Luke xviii. 31, 32, 33.

All things that are written by the prophets concerning the Son of man shall be accomplished. For he shall be delivered unto the Gentiles, and shall be mocked, and spitefully entreated, and spitted on: and they shall scourge him and put him to death; and the third day he shall rise again.

This is a solemn text, a solemn Gospel; but it is not its solemnity which I wish to speak of this morning, but this—What has it to do with the Epistle, and with the Collect? The Epistle speaks of Charity; the Collect bids us pray for the Holy Spirit of Charity. What have they to do with the Gospel?

Let me try to show you.

The Epistle speaks of God’s eternal charity. The Gospel tells us how that eternal charity was revealed, and shown plainly in flesh and blood on earth, in the life and death of Jesus Christ our Lord.

But you may ask, How does the Epistle talk of God’s charity?
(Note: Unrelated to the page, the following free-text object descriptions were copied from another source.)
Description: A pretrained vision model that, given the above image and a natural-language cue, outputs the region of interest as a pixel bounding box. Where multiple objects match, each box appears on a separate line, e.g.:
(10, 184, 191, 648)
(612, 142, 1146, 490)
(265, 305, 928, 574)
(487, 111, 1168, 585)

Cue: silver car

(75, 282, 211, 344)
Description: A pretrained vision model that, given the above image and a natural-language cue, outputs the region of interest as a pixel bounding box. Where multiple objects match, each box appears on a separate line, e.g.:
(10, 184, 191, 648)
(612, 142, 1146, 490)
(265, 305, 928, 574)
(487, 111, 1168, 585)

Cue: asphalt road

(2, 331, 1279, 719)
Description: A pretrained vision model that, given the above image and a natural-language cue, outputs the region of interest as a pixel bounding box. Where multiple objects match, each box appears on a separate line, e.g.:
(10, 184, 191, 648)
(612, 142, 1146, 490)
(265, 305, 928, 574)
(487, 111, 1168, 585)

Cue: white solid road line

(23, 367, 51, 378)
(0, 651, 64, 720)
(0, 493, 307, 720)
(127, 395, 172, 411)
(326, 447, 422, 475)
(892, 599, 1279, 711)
It bids men be charitable; but the name of God is never mentioned in it. Not so, my friends. Look again at the Epistle, and you will see one word which shows us that this charity, which St. Paul says we must have, is God’s charity.

For, he says, Charity never faileth; that though prophecies shall fail, tongues cease, knowledge vanish away, charity shall never fail. Now, if a thing never fail, it must be eternal. And if it be eternal, it must be in God. For, as I have reminded you before about other things, the Athanasian Creed tells us (and never was truer or wiser word written) there is but one eternal.

But if charity be not in God, there must be two eternals; God must be one eternal, and charity another eternal; which cannot be. Therefore charity must be in God, and of God, part of God’s essence and being; and not only God’s saints, but God himself—suffereth long, and is kind; envieth not, is not puffed up, seeketh not his own, is not easily provoked, thinketh no evil, rejoiceth not in iniquity, but in the truth; beareth all things, believeth all things, hopeth all things, endureth all things.

So St. Augustine believed, and the greatest fathers of old time. They believed, and they have taught us to believe, that before all things, above all things, beneath all things, is the divine charity, the love of God, infinite as God is infinite, everlasting as God is everlasting; the charity by which God made all worlds, all men, and all things, that they might be blest as he is blest, perfect as he is perfect, useful as he is useful; the charity which is God’s essence and Holy Spirit, which might be content in itself, because it is perfectly at peace in itself; and yet cannot be content in itself, just because it is charity and love, and therefore must be going forth and proceeding everlastingly from the Father and the Son, upon errands of charity, love, and mercy, rewarding those whom it finds doing their work in their proper place, and seeking and saving those who are lost, and out of their proper place.

But what has this to do with the Gospel? Surely, my friends, it is not difficult to see. In Jesus Christ our Lord, the eternal charity of God was fully revealed. The veil was taken off it once for all, that men might see the glory of God in the face of Jesus Christ, and know that the glory of God is charity, and the Spirit of God is love.